VF Corp, the parent company of Vans and North Face, has been targeted by a ransomware attack.

18 Dec 2023

1 MIN read

VF Corporation, a leading American apparel and footwear company known for owning brands like Supreme, Vans, Timberland, and The North Face, recently announced a security breach causing operational disruptions.

Headquartered in Colorado, VF Corp. manages 13 internationally renowned brands, employs around 35,000 staff, and generates annual revenues of about $11.6 billion. Its portfolio also includes Dickies, Eastpak, Kipling, Napapijri, AND1, JanSport, Icebreaker, Altra Running, and SmartWool.

On December 13, 2023, VF Corp. reported a cyberattack in a Form 8-K submission to the U.S. Securities and Exchange Commission (SEC). Following the detection of unauthorized network access, the company deactivated some systems and sought external expert assistance to mitigate the attack.

Despite these efforts, the attackers succeeded in encrypting certain computer systems and extracting personal data. VF Corp. indicated that the attack encrypted IT systems and resulted in data theft, including personal information, though it’s unclear who is affected among employees, suppliers, resellers, partners, or customers.

No ransomware groups have claimed responsibility for the attack yet, which bears the typical signs of ransomware.

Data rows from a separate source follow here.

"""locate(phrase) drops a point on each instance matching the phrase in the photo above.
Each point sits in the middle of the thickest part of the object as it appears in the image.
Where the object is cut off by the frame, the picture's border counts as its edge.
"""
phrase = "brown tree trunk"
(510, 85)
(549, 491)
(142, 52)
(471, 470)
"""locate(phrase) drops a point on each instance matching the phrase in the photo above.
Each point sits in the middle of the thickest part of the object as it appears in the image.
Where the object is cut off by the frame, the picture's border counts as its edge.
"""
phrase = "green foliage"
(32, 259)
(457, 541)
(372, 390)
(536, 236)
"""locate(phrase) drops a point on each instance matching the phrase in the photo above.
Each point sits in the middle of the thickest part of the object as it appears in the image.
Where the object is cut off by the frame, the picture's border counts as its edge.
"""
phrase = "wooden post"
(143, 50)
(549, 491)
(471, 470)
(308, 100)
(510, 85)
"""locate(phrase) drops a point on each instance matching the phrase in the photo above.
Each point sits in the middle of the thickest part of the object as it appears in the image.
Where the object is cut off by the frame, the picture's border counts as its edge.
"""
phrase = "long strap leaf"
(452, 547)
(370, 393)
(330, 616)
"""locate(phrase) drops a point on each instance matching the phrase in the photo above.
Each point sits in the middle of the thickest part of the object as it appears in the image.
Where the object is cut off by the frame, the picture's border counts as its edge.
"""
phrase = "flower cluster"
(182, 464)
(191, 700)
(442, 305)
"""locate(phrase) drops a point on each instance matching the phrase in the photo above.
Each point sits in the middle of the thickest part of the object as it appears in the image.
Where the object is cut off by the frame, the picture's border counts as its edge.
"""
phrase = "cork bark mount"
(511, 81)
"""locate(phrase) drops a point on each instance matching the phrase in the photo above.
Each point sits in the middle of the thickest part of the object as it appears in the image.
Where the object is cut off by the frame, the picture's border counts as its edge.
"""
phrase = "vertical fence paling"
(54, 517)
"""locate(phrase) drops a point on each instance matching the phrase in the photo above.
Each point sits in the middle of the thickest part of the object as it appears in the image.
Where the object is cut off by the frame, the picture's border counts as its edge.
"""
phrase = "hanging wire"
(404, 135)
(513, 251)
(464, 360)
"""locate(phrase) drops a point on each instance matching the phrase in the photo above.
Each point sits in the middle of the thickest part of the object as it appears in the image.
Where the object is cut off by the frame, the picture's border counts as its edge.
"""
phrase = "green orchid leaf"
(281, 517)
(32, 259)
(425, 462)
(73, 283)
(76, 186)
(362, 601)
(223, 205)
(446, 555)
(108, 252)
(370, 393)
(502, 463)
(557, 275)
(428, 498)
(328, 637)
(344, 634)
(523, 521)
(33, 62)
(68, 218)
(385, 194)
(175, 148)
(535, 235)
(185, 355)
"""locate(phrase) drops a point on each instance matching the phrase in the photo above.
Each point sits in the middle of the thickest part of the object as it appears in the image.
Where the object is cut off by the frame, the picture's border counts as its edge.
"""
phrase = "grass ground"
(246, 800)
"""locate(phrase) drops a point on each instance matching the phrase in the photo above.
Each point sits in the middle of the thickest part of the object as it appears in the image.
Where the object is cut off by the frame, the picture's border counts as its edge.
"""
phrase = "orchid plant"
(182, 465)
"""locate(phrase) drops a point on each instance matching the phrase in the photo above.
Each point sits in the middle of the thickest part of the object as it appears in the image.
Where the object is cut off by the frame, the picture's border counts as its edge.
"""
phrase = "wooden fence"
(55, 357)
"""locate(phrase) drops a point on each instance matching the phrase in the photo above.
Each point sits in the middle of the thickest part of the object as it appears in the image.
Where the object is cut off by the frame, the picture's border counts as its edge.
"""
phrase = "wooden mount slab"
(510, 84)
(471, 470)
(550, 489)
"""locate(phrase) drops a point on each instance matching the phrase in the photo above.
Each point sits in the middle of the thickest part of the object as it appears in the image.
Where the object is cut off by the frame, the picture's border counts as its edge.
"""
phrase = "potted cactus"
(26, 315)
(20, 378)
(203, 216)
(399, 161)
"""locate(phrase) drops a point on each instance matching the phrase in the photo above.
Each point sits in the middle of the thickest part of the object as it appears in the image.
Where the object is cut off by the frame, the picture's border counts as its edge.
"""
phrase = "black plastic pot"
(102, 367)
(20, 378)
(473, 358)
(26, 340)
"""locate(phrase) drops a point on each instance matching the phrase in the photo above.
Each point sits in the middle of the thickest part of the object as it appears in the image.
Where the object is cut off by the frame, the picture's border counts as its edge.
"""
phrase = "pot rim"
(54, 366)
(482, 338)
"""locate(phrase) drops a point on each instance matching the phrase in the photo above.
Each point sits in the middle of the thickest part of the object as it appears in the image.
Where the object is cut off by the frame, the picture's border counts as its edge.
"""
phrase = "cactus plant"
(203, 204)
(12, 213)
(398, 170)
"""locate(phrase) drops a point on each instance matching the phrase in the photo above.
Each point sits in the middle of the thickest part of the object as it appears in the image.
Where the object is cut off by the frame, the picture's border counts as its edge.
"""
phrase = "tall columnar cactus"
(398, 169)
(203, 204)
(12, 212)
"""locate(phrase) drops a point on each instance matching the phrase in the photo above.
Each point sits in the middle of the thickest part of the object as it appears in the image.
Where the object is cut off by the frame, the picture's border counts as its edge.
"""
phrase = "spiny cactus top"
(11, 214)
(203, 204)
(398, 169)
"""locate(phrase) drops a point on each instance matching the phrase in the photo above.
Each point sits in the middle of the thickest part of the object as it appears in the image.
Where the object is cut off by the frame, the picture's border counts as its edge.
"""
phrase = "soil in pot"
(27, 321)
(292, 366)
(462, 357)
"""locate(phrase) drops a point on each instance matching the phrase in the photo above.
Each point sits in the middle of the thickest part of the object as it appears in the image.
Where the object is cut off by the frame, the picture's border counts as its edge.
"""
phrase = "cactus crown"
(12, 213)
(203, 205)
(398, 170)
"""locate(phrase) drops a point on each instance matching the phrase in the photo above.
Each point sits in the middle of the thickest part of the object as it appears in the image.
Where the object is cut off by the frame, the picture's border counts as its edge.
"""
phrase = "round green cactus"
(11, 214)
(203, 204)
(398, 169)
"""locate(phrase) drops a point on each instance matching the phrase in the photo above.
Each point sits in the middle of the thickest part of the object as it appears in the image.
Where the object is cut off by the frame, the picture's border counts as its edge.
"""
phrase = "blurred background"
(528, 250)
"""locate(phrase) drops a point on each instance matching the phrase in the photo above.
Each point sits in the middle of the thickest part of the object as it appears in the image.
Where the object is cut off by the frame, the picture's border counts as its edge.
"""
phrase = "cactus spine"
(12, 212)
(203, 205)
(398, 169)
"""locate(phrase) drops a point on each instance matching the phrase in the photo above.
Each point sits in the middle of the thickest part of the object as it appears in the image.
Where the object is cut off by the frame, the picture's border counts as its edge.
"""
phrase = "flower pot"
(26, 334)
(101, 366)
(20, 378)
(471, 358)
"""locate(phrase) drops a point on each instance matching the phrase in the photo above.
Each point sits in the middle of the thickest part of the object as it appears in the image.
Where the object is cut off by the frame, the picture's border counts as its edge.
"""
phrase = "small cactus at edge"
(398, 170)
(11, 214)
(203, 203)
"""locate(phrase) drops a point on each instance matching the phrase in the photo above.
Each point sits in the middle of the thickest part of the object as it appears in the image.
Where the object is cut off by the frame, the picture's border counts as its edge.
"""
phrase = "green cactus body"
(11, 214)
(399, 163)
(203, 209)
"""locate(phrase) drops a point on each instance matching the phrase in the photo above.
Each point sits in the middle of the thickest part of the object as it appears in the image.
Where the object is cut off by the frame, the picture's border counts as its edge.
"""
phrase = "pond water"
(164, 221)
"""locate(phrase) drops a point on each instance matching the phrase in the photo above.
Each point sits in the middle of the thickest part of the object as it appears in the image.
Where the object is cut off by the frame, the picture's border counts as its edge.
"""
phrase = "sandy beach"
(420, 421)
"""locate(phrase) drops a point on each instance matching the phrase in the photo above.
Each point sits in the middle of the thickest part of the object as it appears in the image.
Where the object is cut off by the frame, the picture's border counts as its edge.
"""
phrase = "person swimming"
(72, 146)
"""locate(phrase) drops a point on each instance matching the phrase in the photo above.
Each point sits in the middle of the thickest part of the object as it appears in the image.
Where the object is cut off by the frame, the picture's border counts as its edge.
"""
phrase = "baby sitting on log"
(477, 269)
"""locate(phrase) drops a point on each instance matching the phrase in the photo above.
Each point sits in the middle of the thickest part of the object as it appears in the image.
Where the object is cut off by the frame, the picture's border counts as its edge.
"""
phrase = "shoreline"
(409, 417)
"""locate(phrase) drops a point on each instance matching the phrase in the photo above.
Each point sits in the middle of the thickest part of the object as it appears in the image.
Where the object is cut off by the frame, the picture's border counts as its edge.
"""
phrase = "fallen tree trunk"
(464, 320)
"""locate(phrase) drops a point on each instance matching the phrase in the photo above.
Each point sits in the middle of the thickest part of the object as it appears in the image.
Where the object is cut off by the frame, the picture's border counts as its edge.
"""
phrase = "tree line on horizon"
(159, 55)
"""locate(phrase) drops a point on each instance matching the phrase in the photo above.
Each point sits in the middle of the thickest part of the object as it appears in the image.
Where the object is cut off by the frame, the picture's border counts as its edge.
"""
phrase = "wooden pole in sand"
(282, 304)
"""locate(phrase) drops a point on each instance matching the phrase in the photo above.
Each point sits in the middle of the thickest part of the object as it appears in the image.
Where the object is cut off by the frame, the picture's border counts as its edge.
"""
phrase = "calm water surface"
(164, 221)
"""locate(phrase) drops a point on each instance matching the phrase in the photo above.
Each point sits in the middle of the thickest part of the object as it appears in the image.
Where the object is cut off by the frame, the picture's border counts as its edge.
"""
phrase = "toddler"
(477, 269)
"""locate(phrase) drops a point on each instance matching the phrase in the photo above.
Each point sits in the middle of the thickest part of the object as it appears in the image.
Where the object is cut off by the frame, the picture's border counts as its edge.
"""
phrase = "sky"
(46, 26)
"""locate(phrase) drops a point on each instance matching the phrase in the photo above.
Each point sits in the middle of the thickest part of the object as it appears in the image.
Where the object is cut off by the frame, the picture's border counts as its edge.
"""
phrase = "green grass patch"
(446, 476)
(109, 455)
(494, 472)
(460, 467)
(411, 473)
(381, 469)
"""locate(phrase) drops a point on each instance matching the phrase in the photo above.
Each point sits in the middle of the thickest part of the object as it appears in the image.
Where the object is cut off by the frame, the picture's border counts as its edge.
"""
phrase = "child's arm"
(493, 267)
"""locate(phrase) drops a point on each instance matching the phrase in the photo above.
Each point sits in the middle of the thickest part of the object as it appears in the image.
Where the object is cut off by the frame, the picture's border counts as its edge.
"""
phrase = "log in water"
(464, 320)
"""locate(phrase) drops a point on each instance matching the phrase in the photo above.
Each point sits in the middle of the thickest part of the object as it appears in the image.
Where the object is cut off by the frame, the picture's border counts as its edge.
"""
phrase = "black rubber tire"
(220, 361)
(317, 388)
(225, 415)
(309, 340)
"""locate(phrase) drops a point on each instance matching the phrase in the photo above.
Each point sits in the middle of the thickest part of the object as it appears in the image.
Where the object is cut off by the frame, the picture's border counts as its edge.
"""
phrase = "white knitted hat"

The incident significantly disrupts the company’s operations and is anticipated to have a prolonged impact.

VF Corp. is striving to restore affected IT systems and develop alternative solutions for offline operations to minimize disruption in serving its retail and e-commerce consumers and wholesale clients. The SEC filing notes that the incident has had and will likely continue to have a substantial effect on business operations until recovery is complete.

Physical retail stores of VF Corp. remain operational globally, but online order fulfillment and order placements on some brand websites might experience delays.

The company is evaluating the breach’s full extent and its potential financial and operational implications. The timing of the breach, coinciding with the Christmas shopping season, further complicates the situation.